"They sharpen their tongues like a serpent;
The poison of asps is under their lips."
Psalm 140:3
We had intended to discuss this, but Watchdog beat us to the punch:
State Rep. Byron Cook, who came within 222 votes of being booted from office by his own party’s primary voters this month, is back at work on what has become his signature issue: regulating the political speech of Texans.Read the whole thing here.
Cook told the Houston Chronicle that he’s planning to propose an amendment to the state Constitution that could threaten every political group in the state with penalties.
That’s not quite how he put it — the Chronicle paraphrases his idea as requiring “politically active nonprofits to reveal their donors.” However, Cook’s past efforts on this issue reach far beyond nonprofit corporations to affect the speech rights of informal groups of two or more people involved in just about anything that could be deemed “political.”
There’s little question that Cook is targeting Empower Texans, a conservative group that holds lawmakers accountable for votes to raise taxes or increase spending.
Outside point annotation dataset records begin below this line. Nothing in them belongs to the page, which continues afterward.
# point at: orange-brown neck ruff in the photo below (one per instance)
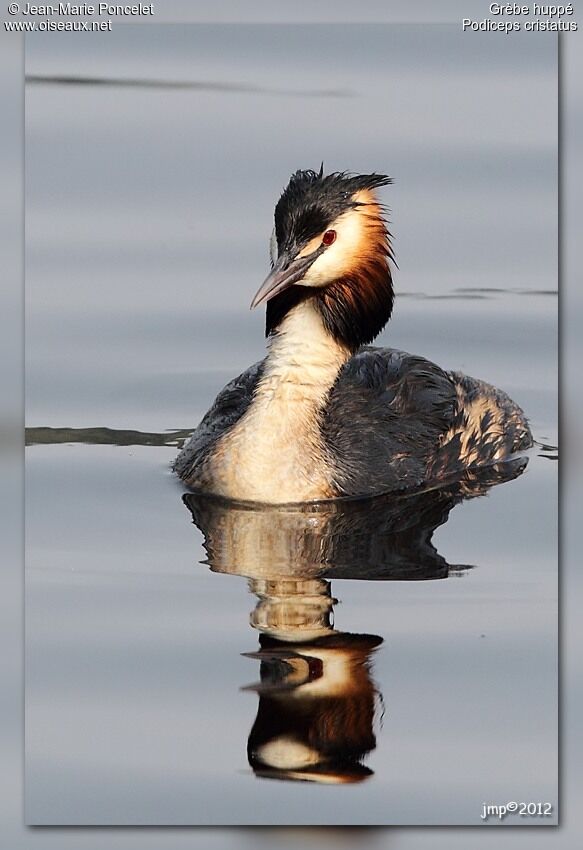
(357, 301)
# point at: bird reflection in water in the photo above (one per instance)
(317, 697)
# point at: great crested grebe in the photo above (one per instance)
(323, 416)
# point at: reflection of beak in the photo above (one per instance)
(284, 274)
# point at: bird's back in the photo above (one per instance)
(391, 422)
(395, 421)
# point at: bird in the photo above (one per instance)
(324, 415)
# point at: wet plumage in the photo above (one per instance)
(324, 415)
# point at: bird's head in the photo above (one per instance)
(330, 244)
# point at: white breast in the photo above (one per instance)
(275, 453)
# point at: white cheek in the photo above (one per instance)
(339, 258)
(273, 247)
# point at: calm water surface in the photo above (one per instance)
(190, 662)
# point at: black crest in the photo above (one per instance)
(312, 200)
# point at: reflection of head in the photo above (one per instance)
(315, 720)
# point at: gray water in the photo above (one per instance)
(148, 212)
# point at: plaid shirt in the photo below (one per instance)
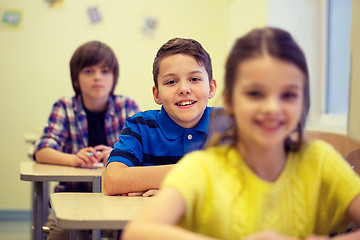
(67, 129)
Cook and his patron, Speaker Joe Straus, have been fighting Empower Texans for years.
The amendment would have almost no chance of becoming law. As chairman of the House State Affairs Committee, Cook could send a bill to the floor, but a constitutional amendment would need two-thirds support in both chambers before going to voters.
....
Gov. Greg Abbott referred to that ruling in a statement last year on Cook’s efforts to impose new speech regulations.
“As a justice on the Texas Supreme Court, I wrote that laws like that are unconstitutional and I based that decision on United States Supreme Court decisions,” he said.